There are omens that manifest themselves in slowing down, in a lack of time management, in indolence. So I know when these happen, then something is wrong. In an interview, Loriot once answered my question as to how he manages his workload: ‘Young friend. I always start much too late, but I finish at just the right time.Olympic’ It’s the same with me. But when you’re sick, you just can’t do it anymore. Then I’ll be an athlete again. Just as you do your 15 training sessions a week, you also incorporate at least four or five regenerative measures. Away from sleep, because this is the best regulator. That’s why I lie down when I’m tired. And very important: I eat very well and am physically active.
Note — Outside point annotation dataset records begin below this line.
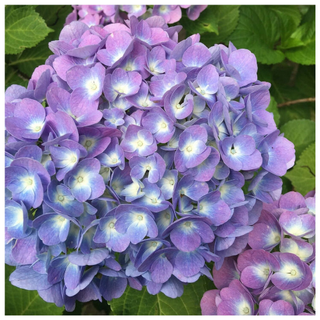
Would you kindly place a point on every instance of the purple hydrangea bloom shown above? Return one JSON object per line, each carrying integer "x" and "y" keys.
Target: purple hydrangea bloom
{"x": 27, "y": 121}
{"x": 138, "y": 142}
{"x": 84, "y": 180}
{"x": 136, "y": 175}
{"x": 192, "y": 149}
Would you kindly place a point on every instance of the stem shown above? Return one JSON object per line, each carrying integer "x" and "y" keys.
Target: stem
{"x": 288, "y": 103}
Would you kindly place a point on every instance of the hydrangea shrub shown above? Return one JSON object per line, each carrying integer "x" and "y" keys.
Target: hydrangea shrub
{"x": 126, "y": 161}
{"x": 275, "y": 274}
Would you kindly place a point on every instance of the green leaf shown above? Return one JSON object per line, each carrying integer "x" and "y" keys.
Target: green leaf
{"x": 273, "y": 107}
{"x": 306, "y": 34}
{"x": 135, "y": 302}
{"x": 24, "y": 28}
{"x": 226, "y": 18}
{"x": 12, "y": 76}
{"x": 33, "y": 57}
{"x": 24, "y": 302}
{"x": 300, "y": 132}
{"x": 286, "y": 185}
{"x": 302, "y": 175}
{"x": 258, "y": 31}
{"x": 206, "y": 22}
{"x": 289, "y": 18}
{"x": 291, "y": 82}
{"x": 305, "y": 55}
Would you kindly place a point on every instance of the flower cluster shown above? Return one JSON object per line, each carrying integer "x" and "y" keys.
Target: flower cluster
{"x": 105, "y": 14}
{"x": 125, "y": 161}
{"x": 275, "y": 274}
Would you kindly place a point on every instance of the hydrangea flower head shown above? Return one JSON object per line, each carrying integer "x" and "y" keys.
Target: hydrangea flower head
{"x": 126, "y": 159}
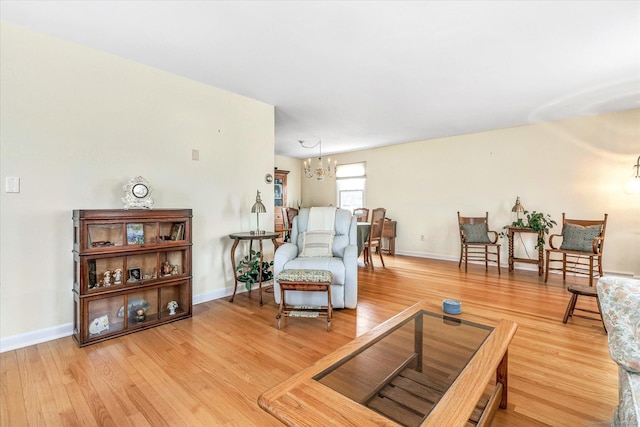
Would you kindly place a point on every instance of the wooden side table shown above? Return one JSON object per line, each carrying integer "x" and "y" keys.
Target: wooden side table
{"x": 512, "y": 259}
{"x": 250, "y": 237}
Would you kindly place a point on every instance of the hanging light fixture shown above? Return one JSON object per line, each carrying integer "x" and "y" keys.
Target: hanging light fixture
{"x": 320, "y": 170}
{"x": 633, "y": 186}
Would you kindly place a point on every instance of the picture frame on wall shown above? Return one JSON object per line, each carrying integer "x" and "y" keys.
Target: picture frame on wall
{"x": 177, "y": 231}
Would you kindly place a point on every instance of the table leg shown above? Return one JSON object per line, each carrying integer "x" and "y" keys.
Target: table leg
{"x": 511, "y": 236}
{"x": 418, "y": 341}
{"x": 540, "y": 258}
{"x": 501, "y": 377}
{"x": 233, "y": 263}
{"x": 329, "y": 307}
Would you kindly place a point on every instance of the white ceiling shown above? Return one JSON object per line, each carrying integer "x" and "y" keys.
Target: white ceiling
{"x": 361, "y": 74}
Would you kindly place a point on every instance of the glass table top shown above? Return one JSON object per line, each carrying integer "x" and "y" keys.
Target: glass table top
{"x": 404, "y": 373}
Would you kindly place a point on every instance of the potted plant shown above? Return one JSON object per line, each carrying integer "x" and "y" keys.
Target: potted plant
{"x": 248, "y": 270}
{"x": 537, "y": 221}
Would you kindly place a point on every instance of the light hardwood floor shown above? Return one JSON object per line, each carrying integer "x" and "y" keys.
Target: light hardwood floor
{"x": 210, "y": 370}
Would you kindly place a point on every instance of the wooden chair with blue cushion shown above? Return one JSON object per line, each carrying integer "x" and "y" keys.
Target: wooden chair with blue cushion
{"x": 579, "y": 253}
{"x": 475, "y": 243}
{"x": 581, "y": 249}
{"x": 361, "y": 214}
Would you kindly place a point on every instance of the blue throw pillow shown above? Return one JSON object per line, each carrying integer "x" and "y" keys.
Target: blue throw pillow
{"x": 476, "y": 233}
{"x": 579, "y": 237}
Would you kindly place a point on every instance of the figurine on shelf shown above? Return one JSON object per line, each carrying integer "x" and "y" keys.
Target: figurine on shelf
{"x": 172, "y": 307}
{"x": 107, "y": 278}
{"x": 99, "y": 324}
{"x": 166, "y": 268}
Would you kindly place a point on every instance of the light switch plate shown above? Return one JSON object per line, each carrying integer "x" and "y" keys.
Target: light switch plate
{"x": 12, "y": 184}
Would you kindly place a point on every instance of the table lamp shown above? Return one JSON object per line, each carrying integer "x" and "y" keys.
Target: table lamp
{"x": 258, "y": 208}
{"x": 517, "y": 208}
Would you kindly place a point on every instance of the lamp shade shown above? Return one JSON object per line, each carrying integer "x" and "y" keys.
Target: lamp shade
{"x": 258, "y": 208}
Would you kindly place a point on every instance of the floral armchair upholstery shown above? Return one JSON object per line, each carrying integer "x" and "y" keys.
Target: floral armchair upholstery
{"x": 620, "y": 301}
{"x": 342, "y": 262}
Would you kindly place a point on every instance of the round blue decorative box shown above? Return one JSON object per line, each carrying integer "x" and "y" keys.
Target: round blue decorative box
{"x": 451, "y": 306}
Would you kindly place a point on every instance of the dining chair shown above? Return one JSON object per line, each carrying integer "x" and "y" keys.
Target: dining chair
{"x": 375, "y": 236}
{"x": 361, "y": 214}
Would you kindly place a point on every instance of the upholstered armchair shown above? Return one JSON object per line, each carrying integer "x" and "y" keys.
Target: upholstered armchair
{"x": 619, "y": 299}
{"x": 341, "y": 260}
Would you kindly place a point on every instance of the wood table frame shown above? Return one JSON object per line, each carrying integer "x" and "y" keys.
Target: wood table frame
{"x": 540, "y": 261}
{"x": 303, "y": 401}
{"x": 250, "y": 236}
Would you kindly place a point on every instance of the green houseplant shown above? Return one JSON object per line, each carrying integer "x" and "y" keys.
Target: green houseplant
{"x": 538, "y": 222}
{"x": 248, "y": 270}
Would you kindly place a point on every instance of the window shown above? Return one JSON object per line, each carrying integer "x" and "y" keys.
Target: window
{"x": 350, "y": 180}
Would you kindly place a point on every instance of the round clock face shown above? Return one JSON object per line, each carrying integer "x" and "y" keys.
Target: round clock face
{"x": 140, "y": 190}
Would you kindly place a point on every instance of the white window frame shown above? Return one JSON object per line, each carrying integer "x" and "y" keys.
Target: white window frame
{"x": 351, "y": 177}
Here you can find out why mental health is so important in sport.

Sport with a focus on joy and a healthy diet

Sport is a good keyword: how much do you still do?

I ride my bike a lot of kilometers every day. And now in summer I play beach volleyball twice a week. Also, I go to the gym regularly. So I’m fit.

But all without a training plan?

Completely without a training plan, just joyful. Also, as I said, I watch my diet. After my serious illness I was very overweight. I then asked my older son how to lose weight easily. Then he said: ‘Dad, not with sport, but watch what you put in your mouth, then you’ll lose more weight.’ I did that and it became 20 kilograms.


Fit again and settled into his new life: Christian Schenk in the stadium

Image credit: all inclusive Rostock

Your discipline probably helps you with many things?

Well, as a young person I was certainly too disciplined and certainly too egomaniacal. As an athlete and as an individual. Luckily I don’t have to be anymore. But I have the courage that a high-performance athlete also has to push the boundaries a bit. And people are going along with it, that’s the nice thing about it.

1 thought on ““I know what stigma means…”Christian Schenk, Olympic champion in the decathlon”

  1. Reading your article helped me a lot and I agree with you. But I still have some doubts, can you clarify for me? I’ll keep an eye out for your answers.